Notice, there is no statistical difference between patient demographics and treatment groups. This is the magic of random assignment. Therefore, any observed health differences between the treatment groups must be due to the treatment and not differences between the people in each group.

How do I know there isn’t a statistical difference? I am using a rule of thumb. I take the coefficient and divide it by the standard error (the value in parantheses). When the result is greater than 2 in absolute value terms, then that means it is like having a z-score > 2, which would make it significant at the 5 percent level.

Patient Health by Plan

Table 10.4: Patient Health Spending by Plan
response (Intercept) Cost Sharing Deductible Free
face-to-face visits 2.78 (0.178) 0.481 (0.24) 0.193 (0.247) 1.66 (0.248)
Inpatient 388 (44.9) 92.5 (72.8) 72.2 (68.6) 116 (59.8)
Outpatient 248 (14.8) 59.8 (20.7) 41.8 (20.8) 169 (19.9)
Total Cost 636 (54.5) 152 (84.6) 114 (79.1) 285 (72.4)
Admissions 0.0991 (0.00785) 0.0023 (0.0108) 0.0159 (0.0109) 0.0288 (0.0105)

This experiment is potentially the main reason the U.S. does not have universal health insurance today. What we learned from the experiment is that there does not seem to be a difference in physical health outcomes between groups, but there is a significant difference is usage of health care.

Check for yourself. Use the rule of thumb where we take the coefficient and divide it by the standard error. If it is greater than 2 in absolute value, then it is statistically significant.
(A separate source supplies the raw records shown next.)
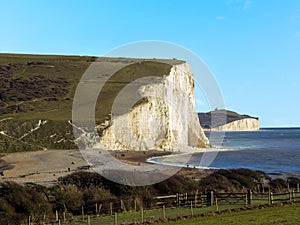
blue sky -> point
(252, 46)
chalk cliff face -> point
(247, 124)
(166, 119)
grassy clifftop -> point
(37, 92)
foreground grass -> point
(289, 214)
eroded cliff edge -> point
(225, 120)
(165, 119)
(38, 92)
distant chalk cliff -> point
(225, 120)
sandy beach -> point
(46, 166)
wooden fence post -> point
(249, 195)
(110, 206)
(177, 200)
(99, 210)
(192, 211)
(142, 215)
(116, 218)
(196, 195)
(82, 212)
(210, 198)
(271, 198)
(89, 220)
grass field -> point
(41, 87)
(277, 215)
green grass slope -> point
(37, 92)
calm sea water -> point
(275, 151)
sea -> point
(275, 151)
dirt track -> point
(42, 167)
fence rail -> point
(162, 207)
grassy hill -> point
(37, 92)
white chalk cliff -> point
(246, 124)
(166, 119)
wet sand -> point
(46, 166)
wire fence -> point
(162, 208)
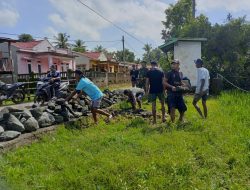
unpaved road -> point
(19, 106)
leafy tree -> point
(100, 48)
(147, 55)
(62, 40)
(25, 37)
(177, 15)
(79, 46)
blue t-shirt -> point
(89, 88)
(55, 74)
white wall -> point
(187, 52)
(43, 46)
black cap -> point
(79, 72)
(198, 61)
(154, 63)
(175, 61)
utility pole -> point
(123, 49)
(193, 5)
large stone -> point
(58, 119)
(1, 129)
(37, 112)
(51, 105)
(12, 123)
(9, 135)
(10, 110)
(25, 113)
(46, 119)
(31, 124)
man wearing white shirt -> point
(202, 87)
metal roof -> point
(3, 39)
(170, 43)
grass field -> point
(129, 153)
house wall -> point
(43, 46)
(187, 52)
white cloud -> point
(8, 15)
(228, 5)
(142, 18)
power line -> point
(115, 25)
(87, 41)
(137, 53)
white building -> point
(186, 50)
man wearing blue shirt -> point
(55, 80)
(95, 94)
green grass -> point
(129, 153)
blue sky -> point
(141, 18)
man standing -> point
(55, 80)
(134, 73)
(202, 87)
(95, 94)
(175, 98)
(154, 86)
(143, 75)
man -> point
(175, 98)
(143, 75)
(95, 94)
(202, 87)
(133, 98)
(134, 73)
(154, 86)
(55, 80)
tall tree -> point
(25, 37)
(79, 46)
(177, 15)
(62, 40)
(147, 55)
(100, 48)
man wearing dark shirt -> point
(175, 98)
(55, 80)
(154, 87)
(134, 73)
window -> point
(39, 69)
(29, 68)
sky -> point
(141, 18)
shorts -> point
(204, 97)
(153, 97)
(139, 96)
(176, 101)
(96, 103)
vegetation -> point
(25, 38)
(128, 153)
(227, 48)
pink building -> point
(38, 56)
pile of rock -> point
(14, 122)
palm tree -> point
(147, 48)
(79, 46)
(62, 40)
(100, 49)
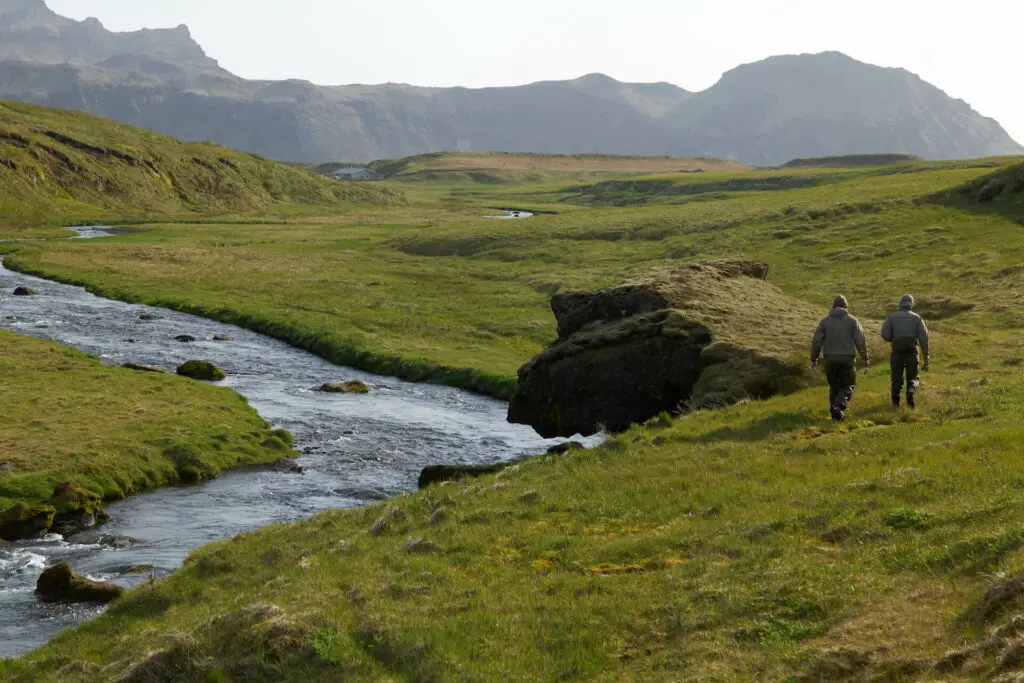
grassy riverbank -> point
(755, 543)
(114, 431)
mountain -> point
(30, 31)
(766, 113)
(55, 163)
(827, 104)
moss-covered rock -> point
(679, 338)
(202, 370)
(77, 509)
(345, 387)
(60, 584)
(25, 521)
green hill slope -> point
(56, 165)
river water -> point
(356, 449)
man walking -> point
(905, 331)
(841, 337)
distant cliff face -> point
(766, 113)
(31, 32)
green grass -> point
(59, 168)
(759, 542)
(114, 431)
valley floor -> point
(755, 543)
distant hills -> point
(57, 165)
(765, 113)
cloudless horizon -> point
(689, 43)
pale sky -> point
(969, 49)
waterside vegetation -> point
(758, 542)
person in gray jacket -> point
(841, 337)
(906, 331)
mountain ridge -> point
(762, 113)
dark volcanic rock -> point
(142, 369)
(611, 376)
(202, 370)
(438, 473)
(77, 509)
(61, 585)
(632, 352)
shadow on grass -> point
(780, 423)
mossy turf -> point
(67, 418)
(759, 542)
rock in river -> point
(202, 370)
(141, 369)
(680, 338)
(77, 509)
(345, 387)
(61, 585)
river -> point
(356, 449)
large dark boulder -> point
(681, 338)
(611, 376)
(202, 370)
(77, 509)
(61, 585)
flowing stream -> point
(356, 449)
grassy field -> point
(754, 543)
(114, 431)
(59, 168)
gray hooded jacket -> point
(840, 336)
(905, 330)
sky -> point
(971, 50)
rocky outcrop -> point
(141, 368)
(202, 370)
(671, 342)
(345, 387)
(61, 585)
(77, 509)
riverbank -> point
(115, 432)
(756, 542)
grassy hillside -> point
(479, 166)
(760, 542)
(58, 166)
(114, 431)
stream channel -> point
(356, 450)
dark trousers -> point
(904, 365)
(842, 375)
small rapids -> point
(356, 449)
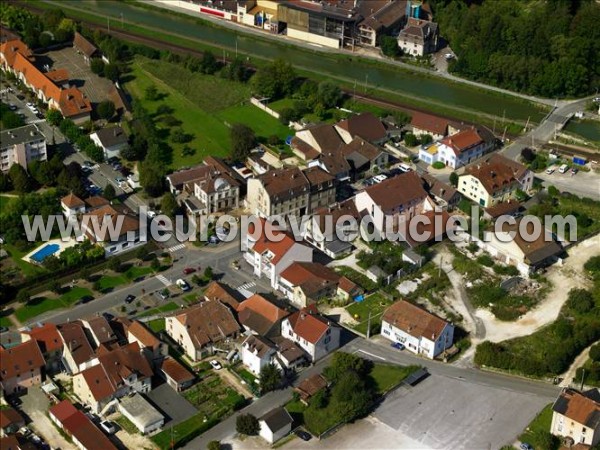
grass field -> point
(40, 305)
(376, 304)
(205, 105)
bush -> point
(247, 424)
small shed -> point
(141, 413)
(275, 424)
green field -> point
(376, 304)
(205, 105)
(40, 305)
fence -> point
(256, 102)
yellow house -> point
(494, 180)
(576, 416)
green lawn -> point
(541, 423)
(387, 376)
(214, 400)
(107, 282)
(156, 325)
(376, 304)
(40, 305)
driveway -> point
(35, 404)
(174, 406)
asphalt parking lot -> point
(94, 87)
(167, 400)
(443, 412)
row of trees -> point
(547, 48)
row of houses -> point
(335, 23)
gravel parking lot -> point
(443, 412)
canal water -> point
(411, 83)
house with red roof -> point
(271, 251)
(418, 330)
(312, 332)
(457, 150)
(79, 427)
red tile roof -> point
(429, 123)
(398, 191)
(175, 370)
(72, 201)
(47, 337)
(309, 324)
(414, 320)
(463, 140)
(20, 359)
(365, 125)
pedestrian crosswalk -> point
(164, 280)
(247, 289)
(176, 247)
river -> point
(401, 81)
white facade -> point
(419, 345)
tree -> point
(247, 424)
(111, 71)
(23, 296)
(214, 445)
(168, 204)
(411, 140)
(243, 140)
(106, 109)
(454, 179)
(54, 117)
(109, 192)
(329, 94)
(97, 66)
(270, 378)
(151, 93)
(389, 46)
(19, 179)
Which outcomes are statistically significant?

10.3.1 References

Experiments and Potential Outcomes MM, Chapter 1

J. Angrist, D. Lang, and P. Oreopoulos, “Incentives and Services for College Achievement: Evidence from a Randomized Trial”, American Economic Journal: Applied Economics, Jan. 2009.

A. Aron-Dine, L. Einav, and A. Finkelstein, “The RAND Health Insurance Experiment Three Decades Later”, J. of Economic Perspectives 27 (Winter 2013), 197-222.

R.H. Brook, et al., “Does Free Care Improve Adults’ Health?”, New England J. of Medicine 309 (Dec. 8, 1983), 1426-1434.

S. Taubman, et al., “Medicaid Increases Emergency-Department Use: Evidence from Oregon’s Health Insurance Experiment”, Science, Jan 2, 2014.